The prologue over, Frank carefully excludes any personal references from the text. This is no Footsteps: more like 'Footnotes', for Frank withdraws, shadowing her subject at a distance in a series of succinct and thoughtful asides. The life of Lucie Duff Gordon unfolds above all this, and oblivious of it.
Lucie Duff Gordon was raised and educated with boys, the only child of a remarkably inept father and a strong-minded mother who kept the family going by translating German texts and whom Francis Jeffrey described as 'a heroine of domestic life'. Lucie had an irregular childhood, moving around constantly in search of cheapness within respectable limits, but she was blessed with an unfettered mind and some remarkable family friends - Jeremy Bentham, Sidney Smith, John Stuart Mill, Thomas Carlyle - and grew into an eccentric, cigar-smoking woman who, like her mother, earned a reputation as a translator. Her marriage to Alexander Duff Gordon, a man with good looks and a title but no money, was certainly a love match. During the 1840s they were widely admired, a 'golden couple' who glimmer in the background of other more famous literary lives; those of Tennyson, Meredith or Dickens. But lack of money and ill-health drove Lucie out of London, first to her parents' house in Weybridge, later to Esher, and so began the strange disintegration of her family and social life, hastened by tuberculosis and the years of travelling this necessitated.
Some of Lucie's letters to Alexander from the first of her journeys in search of a healthy climate - to South Africa - form an interlude in the book. About halfway through this correspondence, 'dearest Alick' suggests that 'Yr affte Toodie' might publish a selection from it to defray the costs of the expedition - an extraordinary response to letters which are clearly designed to reassure and entertain him - and all Lucie's subsequent letters home were written with one eye on publication, with injections of local colour and political opinion accompanying her inquiries after the children. Letters from the Cape appeared in 1864, and the first volume of Letters from Egypt in 1865. By then, Lucie was settled (if that is the word) in a house built over the ruins of Luxor Temple, with cavernous gaps between the floorboards. She had gone to Egypt in 1861 for the first of a series of convalescent trips that melted into a permanent exile, forcing her to make the adjustment from traveller to pseudo-native. Her open-mindedness and upper-class sang froid stood her in good stead, and she quickly grew to love and understand Egypt, and to win respect and affection there, although everything was tainted by illness and approaching death.

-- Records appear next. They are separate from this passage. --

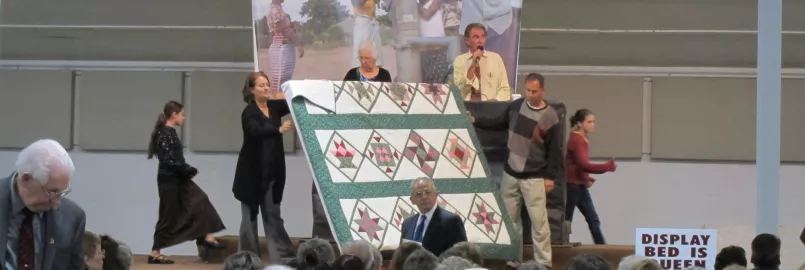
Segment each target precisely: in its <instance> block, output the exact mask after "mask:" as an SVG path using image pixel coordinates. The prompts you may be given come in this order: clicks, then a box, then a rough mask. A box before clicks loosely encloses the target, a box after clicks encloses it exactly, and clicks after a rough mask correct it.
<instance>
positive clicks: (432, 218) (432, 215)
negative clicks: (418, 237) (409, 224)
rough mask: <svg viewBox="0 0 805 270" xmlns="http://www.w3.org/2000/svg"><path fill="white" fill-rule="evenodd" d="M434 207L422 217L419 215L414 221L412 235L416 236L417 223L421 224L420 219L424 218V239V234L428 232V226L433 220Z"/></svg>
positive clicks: (422, 236) (421, 219) (422, 231)
mask: <svg viewBox="0 0 805 270" xmlns="http://www.w3.org/2000/svg"><path fill="white" fill-rule="evenodd" d="M436 207H437V206H436V205H434V206H433V207H431V208H430V210H429V211H428V212H427V213H425V215H424V216H423V215H422V214H419V218H417V219H416V227H414V235H416V228H417V227H419V223H420V222H422V217H426V218H427V219H426V220H425V227H424V229H423V230H422V239H423V240H424V239H425V233H426V232H428V225H430V221H431V220H432V219H433V212H436Z"/></svg>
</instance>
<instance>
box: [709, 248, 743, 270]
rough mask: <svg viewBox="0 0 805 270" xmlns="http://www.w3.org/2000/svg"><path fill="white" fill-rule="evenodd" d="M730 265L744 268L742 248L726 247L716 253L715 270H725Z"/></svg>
mask: <svg viewBox="0 0 805 270" xmlns="http://www.w3.org/2000/svg"><path fill="white" fill-rule="evenodd" d="M730 265H739V266H743V267H744V268H745V267H746V251H745V250H744V249H743V248H742V247H739V246H728V247H725V248H722V249H721V251H719V252H718V255H716V264H715V270H725V269H726V268H727V266H730Z"/></svg>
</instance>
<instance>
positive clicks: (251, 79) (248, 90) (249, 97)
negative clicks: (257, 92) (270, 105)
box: [241, 71, 271, 103]
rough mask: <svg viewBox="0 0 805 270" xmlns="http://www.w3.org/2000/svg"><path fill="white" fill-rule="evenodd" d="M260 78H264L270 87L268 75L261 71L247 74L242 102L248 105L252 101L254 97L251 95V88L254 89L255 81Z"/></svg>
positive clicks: (268, 85)
mask: <svg viewBox="0 0 805 270" xmlns="http://www.w3.org/2000/svg"><path fill="white" fill-rule="evenodd" d="M260 77H263V78H266V80H267V81H268V86H271V81H270V80H268V75H266V74H265V73H263V72H262V71H257V72H252V73H249V76H246V82H245V83H244V84H243V90H242V92H241V93H242V94H243V102H246V103H249V102H252V101H254V95H253V94H252V88H254V87H255V86H256V84H257V79H259V78H260Z"/></svg>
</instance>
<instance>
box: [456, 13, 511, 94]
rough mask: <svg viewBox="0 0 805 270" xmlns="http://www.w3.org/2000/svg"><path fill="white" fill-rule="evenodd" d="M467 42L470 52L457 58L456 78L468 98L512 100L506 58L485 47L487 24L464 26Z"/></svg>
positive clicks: (465, 53) (456, 79)
mask: <svg viewBox="0 0 805 270" xmlns="http://www.w3.org/2000/svg"><path fill="white" fill-rule="evenodd" d="M464 42H466V43H467V48H469V52H467V53H464V54H461V55H459V56H457V57H456V59H455V61H453V82H454V83H455V84H456V85H458V87H459V88H461V96H462V97H464V100H473V101H509V100H511V98H512V90H511V87H510V86H509V79H508V78H509V76H508V75H507V73H506V66H505V65H504V64H503V58H501V57H500V55H499V54H497V53H495V52H490V51H485V50H484V49H483V46H484V45H485V44H486V27H484V26H483V25H482V24H480V23H472V24H470V25H468V26H467V28H466V29H464Z"/></svg>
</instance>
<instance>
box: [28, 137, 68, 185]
mask: <svg viewBox="0 0 805 270" xmlns="http://www.w3.org/2000/svg"><path fill="white" fill-rule="evenodd" d="M14 165H15V166H16V169H17V173H18V174H24V173H27V174H30V175H31V176H32V177H33V178H34V179H36V181H37V182H39V183H40V184H42V185H44V184H47V182H48V180H49V179H50V176H51V174H52V173H67V176H68V177H72V175H73V171H75V166H74V165H73V160H72V159H71V158H70V155H69V154H67V150H64V147H62V146H61V144H59V143H58V142H56V141H54V140H51V139H44V140H38V141H36V142H34V143H32V144H31V145H29V146H28V147H25V149H22V151H21V152H20V154H19V155H18V156H17V162H16V163H15V164H14Z"/></svg>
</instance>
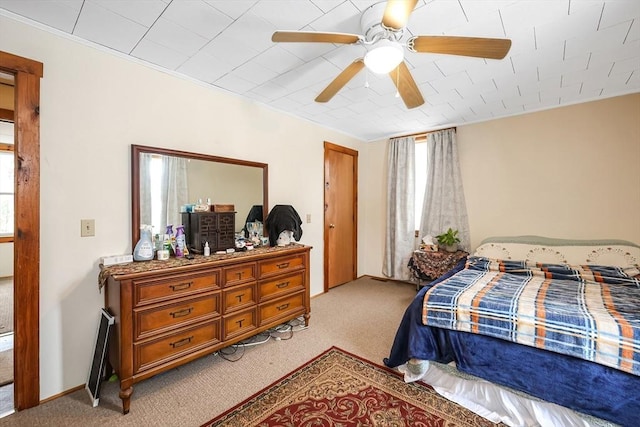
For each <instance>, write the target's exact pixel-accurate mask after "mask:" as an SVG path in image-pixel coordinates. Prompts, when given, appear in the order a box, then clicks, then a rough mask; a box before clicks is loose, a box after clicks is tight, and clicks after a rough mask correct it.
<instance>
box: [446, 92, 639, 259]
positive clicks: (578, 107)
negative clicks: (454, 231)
mask: <svg viewBox="0 0 640 427" xmlns="http://www.w3.org/2000/svg"><path fill="white" fill-rule="evenodd" d="M458 143H459V146H458V148H459V154H460V167H461V170H462V176H463V182H464V190H465V198H466V201H467V210H468V213H469V225H470V229H471V243H472V246H473V247H474V248H475V247H476V246H477V245H478V244H479V243H480V241H481V240H482V239H484V238H486V237H488V236H494V235H526V234H536V235H543V236H550V237H560V238H578V239H588V238H594V239H603V238H617V239H626V240H631V241H633V242H636V243H640V214H639V212H640V94H634V95H628V96H621V97H615V98H608V99H605V100H602V101H597V102H590V103H585V104H579V105H573V106H569V107H564V108H556V109H553V110H547V111H542V112H537V113H533V114H525V115H522V116H517V117H511V118H507V119H503V120H494V121H490V122H485V123H479V124H475V125H469V126H461V127H459V128H458Z"/></svg>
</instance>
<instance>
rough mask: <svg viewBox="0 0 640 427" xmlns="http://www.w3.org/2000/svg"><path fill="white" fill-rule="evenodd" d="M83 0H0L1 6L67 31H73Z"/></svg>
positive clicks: (40, 21) (79, 11) (49, 24)
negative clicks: (68, 0)
mask: <svg viewBox="0 0 640 427" xmlns="http://www.w3.org/2000/svg"><path fill="white" fill-rule="evenodd" d="M82 3H83V0H74V1H53V0H39V1H33V0H32V1H24V0H0V8H3V9H6V10H8V11H10V12H13V13H15V14H17V15H21V16H24V17H27V18H30V19H32V20H34V21H36V22H40V23H42V24H45V25H49V26H51V27H53V28H56V29H58V30H61V31H65V32H67V33H71V32H72V31H73V27H74V25H75V23H76V19H77V17H78V13H80V9H81V8H82Z"/></svg>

The Letters contain all this; the pathos of writing to a lost home, trying (unsuccessfully) to tempt Alexander to visit her, trying to write saleable letters about the beauty of the Nile and the machinations of Ismail Pasha. Such a life is intrinsically interesting, and though Lucie Duff Gordon is not a great writer, sometimes one is lulled into thinking she might be. There are passages such as this, seemingly written from her window overlooking the Nile:
Nothing seemed to have changed in the past 500, 1,000, 6,000 years. There was the life-giving river, its banks lined with papyrus and reeds and the bullrushes where Moses had been secreted. Just beyond the river banks lay intensely green fields of beans, clover, maize and sugar-cane. In the distance, farmers followed the tracks of their ploughs; closer at hand, stolid brown oxen trudged round and round, turning the wheels which carried the Nile's water to the fields. Tall, barefoot women in black walked to the river banks, with huge clay water-jars gracefully balanced on their heads. Broad-winged egrets - so large that they looked like children's parchment kites - swooped and flew off, or stood poised, absolutely still, like birds on a Chinese screen, amidst the water reeds on the river's edge.

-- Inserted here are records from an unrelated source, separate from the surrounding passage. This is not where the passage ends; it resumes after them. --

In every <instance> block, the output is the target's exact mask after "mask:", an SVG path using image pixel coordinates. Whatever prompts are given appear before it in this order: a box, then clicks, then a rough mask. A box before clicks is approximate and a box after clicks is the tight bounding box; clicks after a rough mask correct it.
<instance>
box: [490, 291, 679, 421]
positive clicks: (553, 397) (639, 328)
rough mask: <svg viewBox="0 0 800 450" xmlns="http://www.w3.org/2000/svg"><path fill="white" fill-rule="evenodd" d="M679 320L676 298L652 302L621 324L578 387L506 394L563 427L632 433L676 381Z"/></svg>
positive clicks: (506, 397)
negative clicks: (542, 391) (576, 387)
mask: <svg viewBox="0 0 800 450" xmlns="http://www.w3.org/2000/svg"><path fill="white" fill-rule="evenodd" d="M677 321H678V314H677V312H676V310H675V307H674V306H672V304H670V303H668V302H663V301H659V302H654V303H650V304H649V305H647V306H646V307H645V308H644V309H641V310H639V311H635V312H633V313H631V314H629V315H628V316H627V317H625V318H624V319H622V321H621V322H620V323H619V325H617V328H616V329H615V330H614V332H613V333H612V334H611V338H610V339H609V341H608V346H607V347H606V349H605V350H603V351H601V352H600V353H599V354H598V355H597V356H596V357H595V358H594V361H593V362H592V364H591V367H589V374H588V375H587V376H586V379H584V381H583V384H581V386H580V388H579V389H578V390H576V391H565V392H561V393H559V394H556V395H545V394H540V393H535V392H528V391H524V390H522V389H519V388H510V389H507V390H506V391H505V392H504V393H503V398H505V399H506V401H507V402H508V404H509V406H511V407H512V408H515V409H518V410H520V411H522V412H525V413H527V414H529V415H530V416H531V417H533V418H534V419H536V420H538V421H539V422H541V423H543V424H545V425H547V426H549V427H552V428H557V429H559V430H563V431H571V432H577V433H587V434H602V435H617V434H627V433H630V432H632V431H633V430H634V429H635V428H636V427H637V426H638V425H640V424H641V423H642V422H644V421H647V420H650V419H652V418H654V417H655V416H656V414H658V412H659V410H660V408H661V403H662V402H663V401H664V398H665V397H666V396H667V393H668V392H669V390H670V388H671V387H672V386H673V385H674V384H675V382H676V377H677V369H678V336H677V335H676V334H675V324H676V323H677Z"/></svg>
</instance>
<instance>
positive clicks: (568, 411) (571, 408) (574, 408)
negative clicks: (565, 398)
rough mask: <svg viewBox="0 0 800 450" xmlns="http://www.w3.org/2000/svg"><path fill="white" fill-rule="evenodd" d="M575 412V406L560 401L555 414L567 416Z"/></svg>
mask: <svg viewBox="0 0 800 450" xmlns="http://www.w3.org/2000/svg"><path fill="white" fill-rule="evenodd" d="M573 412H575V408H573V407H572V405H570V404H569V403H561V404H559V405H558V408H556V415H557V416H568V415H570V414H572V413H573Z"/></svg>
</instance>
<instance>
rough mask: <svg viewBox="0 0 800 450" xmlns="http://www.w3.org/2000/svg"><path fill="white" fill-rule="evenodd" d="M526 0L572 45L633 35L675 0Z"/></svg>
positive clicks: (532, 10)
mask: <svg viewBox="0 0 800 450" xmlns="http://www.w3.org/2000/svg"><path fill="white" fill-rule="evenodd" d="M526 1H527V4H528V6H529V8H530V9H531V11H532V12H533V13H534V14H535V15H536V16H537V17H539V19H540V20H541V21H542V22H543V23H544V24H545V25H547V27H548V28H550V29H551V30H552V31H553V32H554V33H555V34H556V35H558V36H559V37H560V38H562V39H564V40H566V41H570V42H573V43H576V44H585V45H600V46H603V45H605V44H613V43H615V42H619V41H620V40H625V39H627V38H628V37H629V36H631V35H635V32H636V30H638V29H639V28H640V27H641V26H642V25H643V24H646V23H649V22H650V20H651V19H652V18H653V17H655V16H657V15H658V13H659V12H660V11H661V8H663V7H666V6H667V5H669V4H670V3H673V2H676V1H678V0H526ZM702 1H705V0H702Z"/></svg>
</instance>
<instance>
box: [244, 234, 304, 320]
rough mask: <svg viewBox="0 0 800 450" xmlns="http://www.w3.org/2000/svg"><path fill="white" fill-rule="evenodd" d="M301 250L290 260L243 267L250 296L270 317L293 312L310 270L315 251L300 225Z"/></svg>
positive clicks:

In fact, this is Katharine Frank's description, not Lucie Duff Gordon's, gathered from her own two-year sojourn in Luxor and written in her own particularly fluid and articulate prose. Frank never did find Lucie's grave in Cairo, despite years of intermittent searching, and writes in the epilogue that this was perhaps just as well, avoiding 'some sort of completion - a death, in fact'. This is perspicacious, when what every biographer seeks is continuity, or the illusion of it, and a gently self-critical conclusion to a biography that is peculiarly successful at raising the dead.